Biomedicine · global
Low-Cost Older Drug Challenges Standard Multiple Sclerosis Treatment, Nordic Trial Provides Direct Comparative Evidence
A Norwegian and Swedish clinical trial shows that rituximab’s efficacy and safety in newly diagnosed relapsing multiple sclerosis may be no worse than those of the more expensive ocrelizumab; this is not only a question of drug choice, but also affects whether early high-efficacy treatment can become affordable for more people.
Treatment for multiple sclerosis has increasingly emphasized using high-efficacy drugs early in the disease course in recent years, aiming to minimize relapses and the accumulation of neurological damage. But high efficacy does not often mean accessibility, and price often draws a line for many patients and healthcare systems first. Now, a Nordic clinical trial has focused on a simple but pointed question: if a less expensive B-cell-depleting therapy can achieve similar results, should the cost logic of standard treatment also be re-examined?
According to Medical Xpress, the OVERLORD-MS trial, published in the New England Journal of Medicine, compared the performance of rituximab and ocrelizumab in patients with newly diagnosed relapsing multiple sclerosis. The study, conducted jointly in Norway and Sweden, used a randomized, double-blind, head-to-head design, with participants followed for 30 months and assessed using magnetic resonance imaging and clinical indicators.
Both drugs primarily target B cells. Ocrelizumab is already a common high-efficacy therapy in multiple sclerosis treatment; rituximab was developed earlier and is commonly used for other immune and blood disorders, and it has also accumulated clinical experience in multiple sclerosis in some regions. The importance of this study lies in the fact that it is not simply an inference from real-world data, but a direct, blinded randomized comparison in early-stage patients.
The report noted that the trial results showed rituximab was comparable to ocrelizumab in efficacy and safety. If this conclusion holds up in different healthcare settings, the impact will go beyond a single prescribing choice: for public healthcare systems under heavy budget pressure, lower cost may allow more patients to receive high-efficacy treatment early; for low- and middle-income regions, it may narrow the accessibility gap for modern treatment.

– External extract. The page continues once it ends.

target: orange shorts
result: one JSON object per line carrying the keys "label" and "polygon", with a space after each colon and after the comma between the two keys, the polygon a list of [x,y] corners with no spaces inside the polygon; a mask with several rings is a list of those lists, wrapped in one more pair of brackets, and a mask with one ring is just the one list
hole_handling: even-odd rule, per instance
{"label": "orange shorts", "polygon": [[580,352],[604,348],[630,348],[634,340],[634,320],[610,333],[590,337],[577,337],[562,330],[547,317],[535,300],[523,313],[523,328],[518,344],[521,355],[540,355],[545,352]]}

However, this study also needs to be understood within its boundaries. The source summary did not provide the full number of participants, primary endpoint values, details of various adverse events, or subgroup analyses, so “comparable” cannot be interpreted as unconditional substitution for all patients and all stages of disease. Treatment choices must still take into account approved indications, administration procedures, infection-risk monitoring, insurance, and local medical regulations.
This trial is also connected to research into the causes of multiple sclerosis. Biological materials collected in the study will be used to explore how B-cell depletion affects immune mechanisms related to Epstein-Barr virus; EBV has in recent years been regarded as one of the key clues in research on multiple sclerosis risk. In other words, this comparative trial not only answers “which drug has a similar effect,” but may also help explain why regulating B cells can alter disease activity.
For clinical practice, perhaps the most pragmatic message is this: high-quality comparative trials supported by academic and public funding can still raise weighty questions in a treatment landscape dominated by expensive new drugs. Whether rituximab will therefore change treatment guidelines in more countries will depend on the complete data, regulatory attitudes, and healthcare reimbursement decisions; but it has already moved the discussion of multiple sclerosis treatment one step away from simply pursuing new drugs and toward a balance among efficacy, cost, and equity.